A letter from his mother interrupts Demetrio’s debauched idyll: she asks him to return home to northern Mexico to accompany her to a wedding in a small town on the edge of the desert. Much to his mother’s delight, he meets the beautiful and virginal Renata and quickly falls in love—a most proper kind of love.

Back in Oaxaca, Demetrio is torn, the poor cad. Naturally he tries to maintain both relationships, continuing to frolic with Mireya and beginning a chaste correspondence with Renata. But Mireya has problems of her own—boredom is not among them—and concocts a story that she hopes will help her escape from the bordello and compel Demetrio to marry her. Almost Never is a brilliant send-up of Latin American machismo that also evokes a Mexico on the verge of dramatic change.

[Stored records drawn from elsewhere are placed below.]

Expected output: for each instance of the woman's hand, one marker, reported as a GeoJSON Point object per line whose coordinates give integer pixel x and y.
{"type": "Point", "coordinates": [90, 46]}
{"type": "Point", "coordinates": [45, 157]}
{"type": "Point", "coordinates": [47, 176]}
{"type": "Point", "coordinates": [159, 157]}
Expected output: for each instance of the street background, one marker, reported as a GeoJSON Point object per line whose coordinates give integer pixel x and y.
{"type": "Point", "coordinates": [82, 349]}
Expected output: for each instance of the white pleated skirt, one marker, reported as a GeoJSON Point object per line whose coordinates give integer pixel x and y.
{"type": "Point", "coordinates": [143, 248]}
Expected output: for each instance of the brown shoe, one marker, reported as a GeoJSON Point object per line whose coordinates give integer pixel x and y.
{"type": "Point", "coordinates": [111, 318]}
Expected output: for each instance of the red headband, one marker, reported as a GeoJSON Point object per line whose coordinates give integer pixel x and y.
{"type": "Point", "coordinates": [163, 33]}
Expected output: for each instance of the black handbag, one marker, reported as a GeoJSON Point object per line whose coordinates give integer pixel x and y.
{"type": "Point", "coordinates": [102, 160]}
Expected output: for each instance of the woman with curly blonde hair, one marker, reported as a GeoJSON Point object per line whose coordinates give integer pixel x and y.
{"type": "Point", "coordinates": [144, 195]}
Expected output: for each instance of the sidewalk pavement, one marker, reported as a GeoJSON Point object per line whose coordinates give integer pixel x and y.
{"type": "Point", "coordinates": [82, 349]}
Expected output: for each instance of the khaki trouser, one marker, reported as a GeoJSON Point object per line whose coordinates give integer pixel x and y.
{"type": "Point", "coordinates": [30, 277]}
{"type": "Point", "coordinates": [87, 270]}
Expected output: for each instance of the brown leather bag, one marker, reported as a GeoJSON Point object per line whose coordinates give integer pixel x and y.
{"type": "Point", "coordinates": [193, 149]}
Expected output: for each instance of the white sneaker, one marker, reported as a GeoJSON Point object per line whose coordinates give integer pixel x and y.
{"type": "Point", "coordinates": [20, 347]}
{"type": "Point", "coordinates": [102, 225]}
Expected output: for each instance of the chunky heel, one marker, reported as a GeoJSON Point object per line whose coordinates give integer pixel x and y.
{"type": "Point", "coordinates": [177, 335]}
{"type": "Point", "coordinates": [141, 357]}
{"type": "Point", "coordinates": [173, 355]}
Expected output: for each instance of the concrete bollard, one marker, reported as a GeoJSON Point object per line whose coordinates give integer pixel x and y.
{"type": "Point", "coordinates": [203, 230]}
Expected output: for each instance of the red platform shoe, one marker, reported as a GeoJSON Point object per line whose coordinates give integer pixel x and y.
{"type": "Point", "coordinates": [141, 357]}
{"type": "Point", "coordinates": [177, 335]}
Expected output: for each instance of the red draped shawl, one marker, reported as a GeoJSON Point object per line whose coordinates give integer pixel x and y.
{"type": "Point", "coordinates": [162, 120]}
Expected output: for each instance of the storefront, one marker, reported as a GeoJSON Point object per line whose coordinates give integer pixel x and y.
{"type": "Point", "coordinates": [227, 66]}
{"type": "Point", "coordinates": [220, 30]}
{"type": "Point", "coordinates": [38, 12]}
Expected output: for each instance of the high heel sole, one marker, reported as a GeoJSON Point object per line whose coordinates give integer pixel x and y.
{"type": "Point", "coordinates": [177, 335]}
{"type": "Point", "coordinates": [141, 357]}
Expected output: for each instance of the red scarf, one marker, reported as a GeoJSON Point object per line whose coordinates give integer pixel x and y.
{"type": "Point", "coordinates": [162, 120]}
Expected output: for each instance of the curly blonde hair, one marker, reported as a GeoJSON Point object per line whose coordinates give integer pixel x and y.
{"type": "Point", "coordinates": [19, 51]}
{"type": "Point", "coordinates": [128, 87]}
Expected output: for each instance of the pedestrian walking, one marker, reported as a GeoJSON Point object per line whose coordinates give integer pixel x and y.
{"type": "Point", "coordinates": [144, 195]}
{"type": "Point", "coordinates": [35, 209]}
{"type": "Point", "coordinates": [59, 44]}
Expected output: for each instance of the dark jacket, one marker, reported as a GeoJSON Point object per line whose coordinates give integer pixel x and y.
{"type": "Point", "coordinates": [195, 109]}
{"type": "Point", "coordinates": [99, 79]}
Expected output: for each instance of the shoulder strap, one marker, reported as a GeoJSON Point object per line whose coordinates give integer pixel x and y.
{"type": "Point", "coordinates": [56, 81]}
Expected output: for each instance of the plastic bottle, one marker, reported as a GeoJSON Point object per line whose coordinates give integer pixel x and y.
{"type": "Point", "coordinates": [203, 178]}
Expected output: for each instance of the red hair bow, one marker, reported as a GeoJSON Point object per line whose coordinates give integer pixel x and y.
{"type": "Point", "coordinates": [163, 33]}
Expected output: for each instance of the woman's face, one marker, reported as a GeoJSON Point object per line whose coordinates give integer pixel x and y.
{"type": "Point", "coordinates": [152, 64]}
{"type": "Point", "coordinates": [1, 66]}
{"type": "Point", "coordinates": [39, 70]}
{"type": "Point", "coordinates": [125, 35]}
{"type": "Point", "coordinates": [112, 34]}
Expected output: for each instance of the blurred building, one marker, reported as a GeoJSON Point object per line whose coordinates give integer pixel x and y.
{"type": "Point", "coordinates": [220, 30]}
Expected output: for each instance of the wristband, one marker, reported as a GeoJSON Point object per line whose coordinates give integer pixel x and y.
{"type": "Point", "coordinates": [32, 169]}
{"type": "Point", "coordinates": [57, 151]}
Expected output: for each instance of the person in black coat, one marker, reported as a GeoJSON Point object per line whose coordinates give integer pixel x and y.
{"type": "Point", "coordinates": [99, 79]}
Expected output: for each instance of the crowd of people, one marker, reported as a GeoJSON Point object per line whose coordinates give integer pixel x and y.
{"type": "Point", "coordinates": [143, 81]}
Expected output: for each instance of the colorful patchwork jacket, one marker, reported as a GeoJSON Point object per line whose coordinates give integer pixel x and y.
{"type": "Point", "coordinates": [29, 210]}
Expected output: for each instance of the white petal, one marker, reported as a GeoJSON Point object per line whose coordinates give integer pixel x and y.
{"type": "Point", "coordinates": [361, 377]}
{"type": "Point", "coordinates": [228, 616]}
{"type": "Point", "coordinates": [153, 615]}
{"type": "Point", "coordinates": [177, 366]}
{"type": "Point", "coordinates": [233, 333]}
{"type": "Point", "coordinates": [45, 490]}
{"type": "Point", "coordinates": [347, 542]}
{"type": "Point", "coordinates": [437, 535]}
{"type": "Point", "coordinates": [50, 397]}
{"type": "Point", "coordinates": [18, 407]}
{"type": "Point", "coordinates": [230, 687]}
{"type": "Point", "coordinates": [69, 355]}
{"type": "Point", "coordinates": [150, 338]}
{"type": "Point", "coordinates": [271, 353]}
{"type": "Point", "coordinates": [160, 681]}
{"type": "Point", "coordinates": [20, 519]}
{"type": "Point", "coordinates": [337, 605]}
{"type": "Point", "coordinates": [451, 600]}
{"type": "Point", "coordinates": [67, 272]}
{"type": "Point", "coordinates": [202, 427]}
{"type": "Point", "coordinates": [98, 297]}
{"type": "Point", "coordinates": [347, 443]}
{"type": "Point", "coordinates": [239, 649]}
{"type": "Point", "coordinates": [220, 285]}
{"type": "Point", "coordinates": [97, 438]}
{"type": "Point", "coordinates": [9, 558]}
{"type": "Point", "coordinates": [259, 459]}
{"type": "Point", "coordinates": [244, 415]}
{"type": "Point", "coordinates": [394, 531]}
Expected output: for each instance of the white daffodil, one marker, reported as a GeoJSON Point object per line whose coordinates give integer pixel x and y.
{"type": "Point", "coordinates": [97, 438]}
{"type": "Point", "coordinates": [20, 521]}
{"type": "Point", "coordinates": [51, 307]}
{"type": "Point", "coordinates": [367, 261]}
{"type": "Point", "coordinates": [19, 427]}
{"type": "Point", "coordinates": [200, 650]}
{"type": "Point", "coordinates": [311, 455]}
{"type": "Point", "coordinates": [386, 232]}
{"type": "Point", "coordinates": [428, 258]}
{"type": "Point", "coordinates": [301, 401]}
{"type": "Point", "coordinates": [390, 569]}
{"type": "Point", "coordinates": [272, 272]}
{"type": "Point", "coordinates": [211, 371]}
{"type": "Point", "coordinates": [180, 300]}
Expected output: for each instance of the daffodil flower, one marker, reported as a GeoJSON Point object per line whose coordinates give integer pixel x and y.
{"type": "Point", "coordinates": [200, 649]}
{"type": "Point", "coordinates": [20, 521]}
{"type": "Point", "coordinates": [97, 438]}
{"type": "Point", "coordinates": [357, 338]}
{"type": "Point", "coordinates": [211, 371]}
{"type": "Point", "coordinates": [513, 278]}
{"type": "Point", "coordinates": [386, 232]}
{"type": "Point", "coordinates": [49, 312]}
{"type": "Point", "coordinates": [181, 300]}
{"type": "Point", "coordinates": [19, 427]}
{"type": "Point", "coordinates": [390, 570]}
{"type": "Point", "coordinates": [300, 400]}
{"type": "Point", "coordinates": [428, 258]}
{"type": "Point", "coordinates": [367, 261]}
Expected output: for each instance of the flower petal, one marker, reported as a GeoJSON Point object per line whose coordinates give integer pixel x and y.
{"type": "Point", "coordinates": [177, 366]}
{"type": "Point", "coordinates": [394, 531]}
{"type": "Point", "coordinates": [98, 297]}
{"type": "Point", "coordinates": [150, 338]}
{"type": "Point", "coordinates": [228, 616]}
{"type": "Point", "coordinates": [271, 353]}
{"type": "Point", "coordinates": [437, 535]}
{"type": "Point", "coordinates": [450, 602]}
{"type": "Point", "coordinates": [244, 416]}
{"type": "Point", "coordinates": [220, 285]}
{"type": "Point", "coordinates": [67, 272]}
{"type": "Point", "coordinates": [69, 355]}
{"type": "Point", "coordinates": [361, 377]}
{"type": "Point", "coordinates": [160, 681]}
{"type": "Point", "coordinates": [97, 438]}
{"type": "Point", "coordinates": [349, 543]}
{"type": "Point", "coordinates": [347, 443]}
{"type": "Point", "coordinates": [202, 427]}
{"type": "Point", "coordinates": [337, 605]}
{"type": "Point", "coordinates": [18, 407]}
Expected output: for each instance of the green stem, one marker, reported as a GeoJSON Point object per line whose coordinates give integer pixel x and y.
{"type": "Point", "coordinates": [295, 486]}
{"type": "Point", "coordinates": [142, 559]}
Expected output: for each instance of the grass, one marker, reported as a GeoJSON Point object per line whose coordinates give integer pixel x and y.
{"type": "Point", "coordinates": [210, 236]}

But what’s really exciting about this—and the reason why I’m going to read this as soon as I’ve fulfilled all my other reading obligations—is the prose itself. Check the opening:

Sex, as an apt pretext for breaking the monotony; motor-sex; anxiety-sex; the habit of sex, as any glut that can well become a burden; colossal, headlong, frenzied, ambiguous sex, as a game that baffles then enlightens then baffles again; pretense-sex, see-through-sex. Pleasure, in the end, as praise that goes against the grain of life lived. Conjectures cut short during a walk on a pale afternoon. Block after block, ascending, then descending. A strain in the step as well as the mind. The subject was one Demetrio Sordo, tall and thin, almost thirty, fond of the countryside wehre he plied his trade with a modicum of pleasure, but for recreation: what thrills? Nightly games of dominoes in seedy dives, and those strolls—few and quite dull—of a mere mile or two; or a cup of coffee in the evening, always solitary and perfectly pointless; or the penning of letters to known but already ghostly beings. Hence a rut, and—what should he do?: think, already anticipating certainties and doubts: lots of naysaying, and more reshuffling, all of which helped him find the spark he’d been lacking without taxing his brain on that overcast afternoon. Sex was the most obvious option, but the trick would be to do it every twenty-four hours. If only! A worthy disbursement, indeed. So that very night the agronomist went looking for a brothel.

You can pre-order your copy now . . . Also worth noting that this is part of Graywolf’s Lannan Translation Series, a collection of books in translation sponsored by the Lannan Foundation. This series includes Per Petterson, Venus Khoury-Ghata, Bernardo Atxaga, and many others.